Regulatory tweaks lead to big MF inflows from smaller cities

Dhuraivel Gunasekaran BL Research Bureau | Updated on June 03, 2018

Notebook with mutual funds sign on a table. Business concept.   -

AUM share of ‘Beyond top 30 cities’ rises by over ₹67,000 crore in April

Mutual fund assets garnered from ‘Beyond top 30 cities’ have recorded a sharp jump in April. This appears to have been triggered by market regulator SEBI’s tweaks to the incentive structure, aimed at improving mutual fund penetration to smaller cities.

Data sourced from AMFI show that the share of Assets Under Management (AUM) from the ‘beyond top 30 cities’ (B30) rose 2.6 percentage points in April to 17.3 per cent, up from 14.7 per cent in March.
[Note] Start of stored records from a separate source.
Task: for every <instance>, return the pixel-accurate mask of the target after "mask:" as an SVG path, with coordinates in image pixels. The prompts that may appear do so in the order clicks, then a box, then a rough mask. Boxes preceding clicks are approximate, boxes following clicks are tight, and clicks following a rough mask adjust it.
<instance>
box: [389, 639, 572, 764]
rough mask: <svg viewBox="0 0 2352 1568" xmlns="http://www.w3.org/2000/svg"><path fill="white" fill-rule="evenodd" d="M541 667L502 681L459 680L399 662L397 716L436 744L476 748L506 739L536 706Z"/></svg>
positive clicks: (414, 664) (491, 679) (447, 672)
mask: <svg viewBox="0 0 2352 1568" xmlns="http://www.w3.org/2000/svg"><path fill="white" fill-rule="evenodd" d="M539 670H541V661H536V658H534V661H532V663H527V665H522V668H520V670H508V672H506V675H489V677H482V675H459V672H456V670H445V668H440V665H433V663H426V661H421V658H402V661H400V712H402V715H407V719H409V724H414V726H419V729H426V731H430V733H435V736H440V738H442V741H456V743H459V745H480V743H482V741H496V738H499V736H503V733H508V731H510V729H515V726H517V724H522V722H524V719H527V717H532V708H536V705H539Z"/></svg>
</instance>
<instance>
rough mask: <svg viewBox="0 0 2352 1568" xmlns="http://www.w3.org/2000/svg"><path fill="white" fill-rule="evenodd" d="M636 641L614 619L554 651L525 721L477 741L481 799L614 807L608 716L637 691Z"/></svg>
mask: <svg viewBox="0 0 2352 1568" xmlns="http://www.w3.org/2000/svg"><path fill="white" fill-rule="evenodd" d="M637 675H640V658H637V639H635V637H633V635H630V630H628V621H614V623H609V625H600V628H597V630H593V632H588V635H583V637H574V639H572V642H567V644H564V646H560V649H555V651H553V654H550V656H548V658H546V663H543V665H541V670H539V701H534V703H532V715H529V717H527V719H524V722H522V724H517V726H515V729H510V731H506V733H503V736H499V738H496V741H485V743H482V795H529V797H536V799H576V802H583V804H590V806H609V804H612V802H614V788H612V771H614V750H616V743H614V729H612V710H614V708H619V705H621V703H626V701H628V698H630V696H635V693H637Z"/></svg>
The AUM from the B30 cities increased by ₹67,247 crore in April. This compares favourably with the increase of ₹66,616 crore recorded in the March quarter. In value terms, the AUM from B30 cities was ₹4-lakh crore till April-end.

Additional incentives

Under-penetration of mutual funds is seen by the regulator as a major concern. In order to address this, SEBI allowed AMCs to charge an extra 30 basis points in the total expense ratio (TER) if the inflows from beyond top 15 cities (B15) were at least 30 per cent of gross new inflows or 15 per cent of the average AUM in a calendar year, whichever was higher.

This move brought in favourable results in the AUM share from the B15 cities, which increased to 19 per cent in March, from 13 per cent in March 2013. AUMs from B15 cities such as Nashik, Coimbatore, Bhopal and Ranchi recorded a sharp jump in this period.

New tweaks

In a bid to further expand the equity culture in the country, SEBI has now decided to allow MFs to charge an additional 30 bps in the TER only if inflows are garnered from beyond top 30 cities instead of beyond top 15 cities. The new rule came into effect from April 1.

This move is expected to drive more inflows from smaller cities. B30 cities that have shown a substantial rise in inflows into mutual funds over the last few years, such as Visakhapatnam, Allahabad, Aurangabad, Ambala, Rourkela, Jabalpur, Bhiwani and Gandhinagar, are now getting more attention from mutual funds.

However, the move is likely to result in lower commissions for mutual fund distributors who operate from Chandigarh, Ludhiana, Indore, Nashik, Coimbatore, Bhopal, Kochi and Ranchi, among other cities. Due to the regulatory tweak, the extra 30 bps in TER cannot be charged on inflows from these cities, which are ranked between 16 and 30 by AMFI. These cities earlier qualified for the additional incentive.

Ensuring that at least 30 per cent of gross new inflows in a scheme comes from the B30 cities may not be easy for many fund houses, but they could soon qualify under the second condition. Since share of AUM from B30 cities has grown to 17.3 per cent as of April 2018, many fund houses could soon have 15 per cent of the average AUM (YTD) from B30 cities.

Some of the larger mutual funds that have a significant presence in rural areas will find it easier to claim the higher incentive. Fund houses such as SBI MF (which gets 28 per cent of its assets from B30 cities), Canara Robeco MF (25 per cent), UTI (24 per cent) and Sundaram (21 per cent) may find it easier to qualify under the new rules.